SeaMonkey, as the other poster said, might be better based on his stats (though I thought it looked very like a return to 1999 Netscape-ville). I am now just trying out Opera. I'm already annoyed that they ignore Fitts Law and put the all important back button with an annoying 20 pixel or so border to the left of it so that you can't just mouse to the hard left of the screen and push the button--dumb!!
That issue is freaking me out. All those workarounds wasnt good for me. If I had to remove plugins, why am I using Firefox ? Firefox is good because its customizations that came from plugins.
If wasnt some exclusive plugins I would be using Opera whole time.
TIP-how to minimize your firefox memory usage
1. On the website url toolbar type about:config
2. A page full of words will come up. right click anywhere and choose New - Boolean
3. For the name input type config.trim_on_minimize
4. Select True
5. Restart FireFox.
6. Ctrl + alt + del (this opens your task manager)
7. Go to process and choose your Firefox process (usually called firefox.exe)
8. Look at the Memory Usage Column (average is 20,000-40,000)

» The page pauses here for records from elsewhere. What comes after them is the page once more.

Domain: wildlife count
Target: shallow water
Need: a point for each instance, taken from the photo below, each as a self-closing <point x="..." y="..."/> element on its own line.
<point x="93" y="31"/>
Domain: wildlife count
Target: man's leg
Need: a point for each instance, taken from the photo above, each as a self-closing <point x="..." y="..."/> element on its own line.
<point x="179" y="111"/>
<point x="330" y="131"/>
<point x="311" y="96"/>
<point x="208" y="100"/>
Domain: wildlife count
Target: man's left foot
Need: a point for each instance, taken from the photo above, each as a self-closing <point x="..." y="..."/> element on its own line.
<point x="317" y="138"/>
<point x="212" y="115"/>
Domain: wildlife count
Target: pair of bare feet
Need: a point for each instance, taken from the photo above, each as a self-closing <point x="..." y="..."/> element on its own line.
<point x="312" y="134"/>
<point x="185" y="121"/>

9. Now minimise firefox and you will see the memory usage to be less than 10,000
I was testing this on my 3ghz cpu, 2gb ram, HP machine. I have been noticing this incredible lag for days. So I did some testing. When I am using FF I always have my gmail open and an igoogle page. Those are two tabs that are essential for me. Well, what I found was that when I was using the NEWEST version of GMAIL my CPU usage was hitting 50% plus pretty consistently and the MEM usage ranged from 105k to 210k. BUT when I switched to the OLDER version of GMAIL and left it open my CPU usage bottomed out and only spiked when I opened new tabs or emails in GMAIL. MEM usage stayed around 120k pretty consistently as well without ranging too much in the upper register. I can't believe that Gmail is such a culprit in this little affair though. I'm surfing much smoother now. Give it a try. Try switching from the newer and older versions of gmail with the task manager opened. you'll see a crazy difference.
I'll third (fifth, ninth, whatever) the call to point the finger at plugins.
I have a situation where firefox is eating memory even when I don't do anything. Sometimes (and it's unfortunately not reproducable on demand) I'll leave firefox running with no loaded page and go home for the night. In the morning, I'll find that firefox memory usage has balooned to over 500MB. Without any user doing anything! (So obviously it's not the 8-cached-pages "feature" that the mozilla folks are talking about.)
But then, I did as people suggested and uninstalled all my plugins and over the course of two weeks, firefox memory usage behaved. I then put all my plugins back in and the problem resurfaced.
Now, I run over a dozen plugins so I haven't bothered to install them one at a time and try to find out which one is the problem. I just shut down firefox at the end of each day.
So, I think that the real bug report to file with mozilla is that they need to put in place some sort of limits and checks on plugin memory usage.
I am not having these problems at all on a Windows install at all.
What extensions are installed? With that amount of memory used, I would say there is a pretty good probability you are just using an extension that leaks memory. That "add-on ecosystem" has a downside. Start Firefox in safe mode and reproduce this, or figure out what leaky add-ins are causing this.